After I collected my answers, I reviewed to see how many of those responses lined up with what I wanted to be known for. If they were close, I knew I was on the right track and the next thing would be to develop my story. If there was misalignment, for example: if I was known for being an analytics person but wanted to be viewed as more creative, I would identify how I could alter that through the work I did, how I communicated, or perhaps the education I had.


Storytelling


Answering the question “can you tell me about yourself?” and introducing yourself is a great opportunity to share your brand and reinforce the image you want to have in any setting.


Depending on the setting and level of familiarity I have with my audience, I adjust my story so that the most important components of my brand are conveyed.


For example, if I’m in the elevator with a senior leader at the company I just joined, I would share my role and what challenge I am excited to solve. This would indirectly communicate my technical skills and the problem I am trying to solve during the short elevator ride.

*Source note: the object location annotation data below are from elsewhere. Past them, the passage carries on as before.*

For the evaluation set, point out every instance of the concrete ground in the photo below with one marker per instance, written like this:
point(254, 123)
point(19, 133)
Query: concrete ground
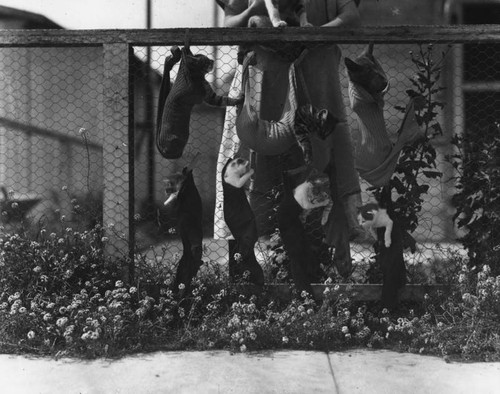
point(359, 371)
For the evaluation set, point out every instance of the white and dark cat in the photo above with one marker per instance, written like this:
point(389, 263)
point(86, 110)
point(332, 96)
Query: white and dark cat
point(282, 13)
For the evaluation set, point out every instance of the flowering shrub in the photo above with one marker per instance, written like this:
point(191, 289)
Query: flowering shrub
point(59, 296)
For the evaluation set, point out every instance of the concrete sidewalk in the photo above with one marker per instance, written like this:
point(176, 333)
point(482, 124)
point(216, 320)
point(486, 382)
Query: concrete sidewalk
point(359, 371)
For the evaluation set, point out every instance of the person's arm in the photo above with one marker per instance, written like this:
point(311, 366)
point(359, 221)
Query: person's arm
point(235, 19)
point(348, 16)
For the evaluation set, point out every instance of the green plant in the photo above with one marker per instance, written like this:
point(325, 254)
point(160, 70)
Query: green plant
point(417, 163)
point(477, 200)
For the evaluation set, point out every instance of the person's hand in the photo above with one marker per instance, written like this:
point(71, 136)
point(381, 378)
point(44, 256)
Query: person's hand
point(240, 99)
point(257, 7)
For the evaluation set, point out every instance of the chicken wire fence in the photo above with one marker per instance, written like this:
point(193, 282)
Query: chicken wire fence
point(60, 167)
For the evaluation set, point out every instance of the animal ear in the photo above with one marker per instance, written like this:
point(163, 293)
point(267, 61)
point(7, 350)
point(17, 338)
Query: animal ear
point(352, 66)
point(322, 115)
point(369, 50)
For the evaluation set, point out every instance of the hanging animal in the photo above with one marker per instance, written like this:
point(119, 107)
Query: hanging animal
point(240, 220)
point(390, 243)
point(310, 121)
point(375, 155)
point(295, 125)
point(303, 191)
point(281, 13)
point(184, 198)
point(176, 102)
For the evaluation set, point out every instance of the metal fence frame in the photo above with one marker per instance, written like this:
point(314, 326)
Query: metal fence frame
point(118, 113)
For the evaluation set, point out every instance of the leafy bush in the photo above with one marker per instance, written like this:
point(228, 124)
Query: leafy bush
point(477, 200)
point(417, 163)
point(53, 301)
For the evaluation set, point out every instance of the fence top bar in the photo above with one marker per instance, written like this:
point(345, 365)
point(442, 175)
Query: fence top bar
point(231, 36)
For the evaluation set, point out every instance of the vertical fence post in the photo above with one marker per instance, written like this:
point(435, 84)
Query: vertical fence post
point(118, 149)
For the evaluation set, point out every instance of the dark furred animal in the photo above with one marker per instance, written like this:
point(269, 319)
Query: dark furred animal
point(240, 220)
point(183, 196)
point(301, 192)
point(309, 120)
point(177, 101)
point(367, 72)
point(388, 255)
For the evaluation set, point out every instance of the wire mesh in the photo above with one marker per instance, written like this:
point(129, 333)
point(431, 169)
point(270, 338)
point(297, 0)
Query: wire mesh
point(52, 134)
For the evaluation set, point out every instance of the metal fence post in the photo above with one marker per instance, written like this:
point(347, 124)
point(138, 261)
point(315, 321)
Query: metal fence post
point(118, 149)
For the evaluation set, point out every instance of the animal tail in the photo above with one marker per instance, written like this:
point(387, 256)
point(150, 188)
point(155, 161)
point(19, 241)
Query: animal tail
point(263, 136)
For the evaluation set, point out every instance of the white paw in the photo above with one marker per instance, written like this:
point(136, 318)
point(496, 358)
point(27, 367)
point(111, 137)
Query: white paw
point(280, 24)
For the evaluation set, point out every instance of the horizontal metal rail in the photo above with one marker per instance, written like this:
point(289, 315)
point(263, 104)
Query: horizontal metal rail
point(232, 36)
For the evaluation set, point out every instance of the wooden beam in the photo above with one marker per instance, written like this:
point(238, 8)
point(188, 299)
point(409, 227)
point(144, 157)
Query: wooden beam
point(232, 36)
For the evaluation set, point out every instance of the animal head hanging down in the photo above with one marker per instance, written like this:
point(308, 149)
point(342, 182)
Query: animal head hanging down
point(189, 88)
point(367, 72)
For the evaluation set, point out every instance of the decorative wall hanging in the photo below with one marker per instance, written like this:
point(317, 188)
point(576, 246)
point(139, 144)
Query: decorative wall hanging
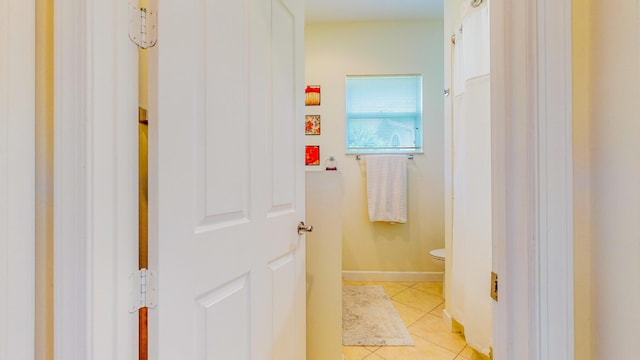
point(312, 124)
point(312, 95)
point(312, 155)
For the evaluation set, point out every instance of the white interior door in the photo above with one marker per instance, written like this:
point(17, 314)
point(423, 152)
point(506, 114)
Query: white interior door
point(227, 180)
point(17, 194)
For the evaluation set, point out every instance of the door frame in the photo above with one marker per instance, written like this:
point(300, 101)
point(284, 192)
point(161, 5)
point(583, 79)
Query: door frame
point(95, 180)
point(531, 106)
point(17, 179)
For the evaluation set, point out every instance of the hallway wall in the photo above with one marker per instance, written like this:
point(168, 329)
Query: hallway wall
point(334, 50)
point(613, 176)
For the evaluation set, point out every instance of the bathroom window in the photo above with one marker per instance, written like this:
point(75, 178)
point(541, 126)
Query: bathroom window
point(384, 114)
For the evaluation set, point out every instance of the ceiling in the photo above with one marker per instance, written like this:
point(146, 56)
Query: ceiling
point(370, 10)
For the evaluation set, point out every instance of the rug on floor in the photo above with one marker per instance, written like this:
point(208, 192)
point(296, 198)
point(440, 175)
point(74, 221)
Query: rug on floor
point(369, 318)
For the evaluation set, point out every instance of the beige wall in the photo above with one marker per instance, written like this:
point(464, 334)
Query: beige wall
point(414, 47)
point(606, 157)
point(615, 178)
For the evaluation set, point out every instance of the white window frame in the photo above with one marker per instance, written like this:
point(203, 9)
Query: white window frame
point(351, 116)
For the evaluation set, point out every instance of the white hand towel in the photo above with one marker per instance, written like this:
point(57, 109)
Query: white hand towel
point(387, 188)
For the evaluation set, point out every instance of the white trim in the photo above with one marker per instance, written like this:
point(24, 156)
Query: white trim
point(17, 179)
point(95, 132)
point(70, 268)
point(531, 111)
point(393, 276)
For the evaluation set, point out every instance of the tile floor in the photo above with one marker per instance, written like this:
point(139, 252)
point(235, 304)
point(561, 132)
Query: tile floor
point(420, 306)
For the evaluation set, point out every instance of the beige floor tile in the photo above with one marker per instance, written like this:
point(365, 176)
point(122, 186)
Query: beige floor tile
point(374, 356)
point(422, 350)
point(392, 288)
point(408, 314)
point(438, 310)
point(355, 352)
point(418, 299)
point(430, 287)
point(355, 283)
point(431, 328)
point(469, 354)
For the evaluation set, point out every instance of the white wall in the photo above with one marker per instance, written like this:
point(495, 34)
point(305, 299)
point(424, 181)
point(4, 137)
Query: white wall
point(334, 50)
point(615, 178)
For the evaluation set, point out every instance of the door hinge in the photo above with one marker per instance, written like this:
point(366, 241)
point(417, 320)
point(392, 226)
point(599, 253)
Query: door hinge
point(494, 286)
point(143, 290)
point(143, 29)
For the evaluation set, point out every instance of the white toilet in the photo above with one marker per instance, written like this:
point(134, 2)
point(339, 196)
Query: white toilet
point(439, 256)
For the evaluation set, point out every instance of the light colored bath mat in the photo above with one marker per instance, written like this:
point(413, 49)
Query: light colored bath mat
point(369, 318)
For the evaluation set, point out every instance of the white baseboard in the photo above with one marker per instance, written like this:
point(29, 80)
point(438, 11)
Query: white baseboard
point(392, 276)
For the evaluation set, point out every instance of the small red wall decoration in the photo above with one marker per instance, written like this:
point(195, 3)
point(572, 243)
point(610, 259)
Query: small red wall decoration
point(312, 155)
point(312, 95)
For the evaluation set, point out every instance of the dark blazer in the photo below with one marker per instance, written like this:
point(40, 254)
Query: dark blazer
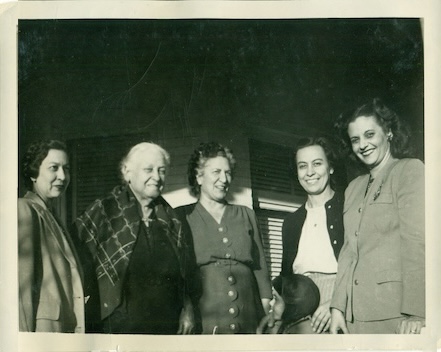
point(292, 230)
point(381, 269)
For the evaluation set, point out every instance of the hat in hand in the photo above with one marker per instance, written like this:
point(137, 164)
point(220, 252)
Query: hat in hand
point(300, 294)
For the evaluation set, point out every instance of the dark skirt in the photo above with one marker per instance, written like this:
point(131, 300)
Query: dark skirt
point(230, 302)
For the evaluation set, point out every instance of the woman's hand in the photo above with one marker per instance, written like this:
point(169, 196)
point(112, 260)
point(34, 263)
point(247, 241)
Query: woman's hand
point(186, 319)
point(338, 322)
point(268, 322)
point(411, 325)
point(321, 319)
point(278, 306)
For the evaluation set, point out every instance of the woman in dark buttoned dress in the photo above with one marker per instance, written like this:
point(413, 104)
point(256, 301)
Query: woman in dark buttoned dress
point(235, 284)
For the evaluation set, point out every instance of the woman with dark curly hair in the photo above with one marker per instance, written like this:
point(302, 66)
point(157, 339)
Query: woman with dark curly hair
point(50, 279)
point(380, 285)
point(235, 284)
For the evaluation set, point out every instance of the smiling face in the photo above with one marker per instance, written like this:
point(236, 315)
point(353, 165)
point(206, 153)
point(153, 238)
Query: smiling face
point(146, 174)
point(53, 175)
point(215, 179)
point(369, 141)
point(313, 170)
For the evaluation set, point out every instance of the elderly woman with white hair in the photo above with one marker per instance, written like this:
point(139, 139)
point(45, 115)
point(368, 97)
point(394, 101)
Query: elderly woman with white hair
point(137, 256)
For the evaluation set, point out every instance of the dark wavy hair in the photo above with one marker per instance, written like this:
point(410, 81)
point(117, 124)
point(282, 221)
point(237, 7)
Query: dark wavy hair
point(386, 118)
point(200, 156)
point(34, 156)
point(328, 147)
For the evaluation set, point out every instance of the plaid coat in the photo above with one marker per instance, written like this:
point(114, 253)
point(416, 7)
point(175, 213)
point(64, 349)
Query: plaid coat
point(109, 229)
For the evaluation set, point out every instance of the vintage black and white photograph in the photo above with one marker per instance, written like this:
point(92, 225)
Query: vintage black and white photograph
point(222, 176)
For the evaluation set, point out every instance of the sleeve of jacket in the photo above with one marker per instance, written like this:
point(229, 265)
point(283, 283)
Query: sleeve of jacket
point(86, 250)
point(26, 260)
point(193, 283)
point(261, 272)
point(410, 199)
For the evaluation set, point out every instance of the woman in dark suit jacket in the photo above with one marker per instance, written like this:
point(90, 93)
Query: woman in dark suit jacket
point(50, 278)
point(313, 235)
point(380, 285)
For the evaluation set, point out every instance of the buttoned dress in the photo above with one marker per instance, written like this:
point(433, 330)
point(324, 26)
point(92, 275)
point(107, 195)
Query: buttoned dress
point(381, 269)
point(51, 295)
point(232, 268)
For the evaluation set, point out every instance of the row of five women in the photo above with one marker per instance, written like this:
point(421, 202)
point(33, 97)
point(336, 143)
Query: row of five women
point(374, 284)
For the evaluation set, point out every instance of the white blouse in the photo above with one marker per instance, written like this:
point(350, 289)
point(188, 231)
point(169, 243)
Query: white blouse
point(315, 253)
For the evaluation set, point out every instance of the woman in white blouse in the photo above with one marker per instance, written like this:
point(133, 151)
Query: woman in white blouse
point(313, 235)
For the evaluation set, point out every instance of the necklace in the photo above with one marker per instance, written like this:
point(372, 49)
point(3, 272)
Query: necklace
point(371, 180)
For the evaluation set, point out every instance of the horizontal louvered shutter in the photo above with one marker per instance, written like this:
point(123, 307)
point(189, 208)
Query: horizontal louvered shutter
point(270, 223)
point(276, 192)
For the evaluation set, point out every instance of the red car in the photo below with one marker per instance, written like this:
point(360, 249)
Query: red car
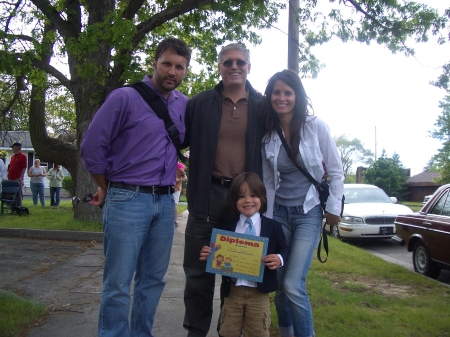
point(427, 234)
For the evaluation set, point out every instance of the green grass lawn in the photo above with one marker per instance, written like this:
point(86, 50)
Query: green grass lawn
point(353, 294)
point(17, 313)
point(49, 218)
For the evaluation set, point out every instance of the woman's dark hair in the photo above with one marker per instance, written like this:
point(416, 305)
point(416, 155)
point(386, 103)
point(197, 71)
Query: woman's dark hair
point(301, 108)
point(256, 187)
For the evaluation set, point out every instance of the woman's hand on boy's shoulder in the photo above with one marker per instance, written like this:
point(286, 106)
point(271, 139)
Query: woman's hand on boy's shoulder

In another scenario where I am having a coffee chat with a prospective employer, I would start with my educational and professional background, then share my accomplishments and passions for my future career. In this setting, I would have the time to add more colour to validate my competency and also determine whether there is a fit between me and the company.


Living Your Brand


Once you have identified who you are and how you share your story, the rest of the beauty of your brand is living it every day. When you consistently show up and live the qualities of the person you want to be, your brand often speaks for itself.


Another thing to remember is that brands evolve over time. McDonald’s used to be the poster child for “Supersize Me” and the image of greasy fast food. Today, it has entered the cafe market as a competitive player. Abercrombie & Fitch used to be known as superficial, but today has pivoted to be more size-inclusive.


Similarly, as your skills, interests, and passions change, your brand can too. The beauty of creating your personal brand is that it changes as you do, and you can use it to communicate what you want not only in your career, but in your relationships and in life. You are the main character and the author and you can choose what your story and what your brand is.


ABOUT THE AUTHOR

Melody Woo, CAPM graduated from the Smith School of Business in 2017 with first class distinction. She embarked on a diverse career path with experience in the finance, energy, and retail fashion industries. Today she is a project management professional and resides in Vancouver, BC. During her 5-9, she is a fashion blogger, marathon runner, and motivational mentor.


She is passionate about using her voice to inspire others to achieve their goals on her social media channels, speaking engagements at universities across Canada, and through 1:1 mentorship - and is dedicated to leaving a lasting legacy that uplifts her community.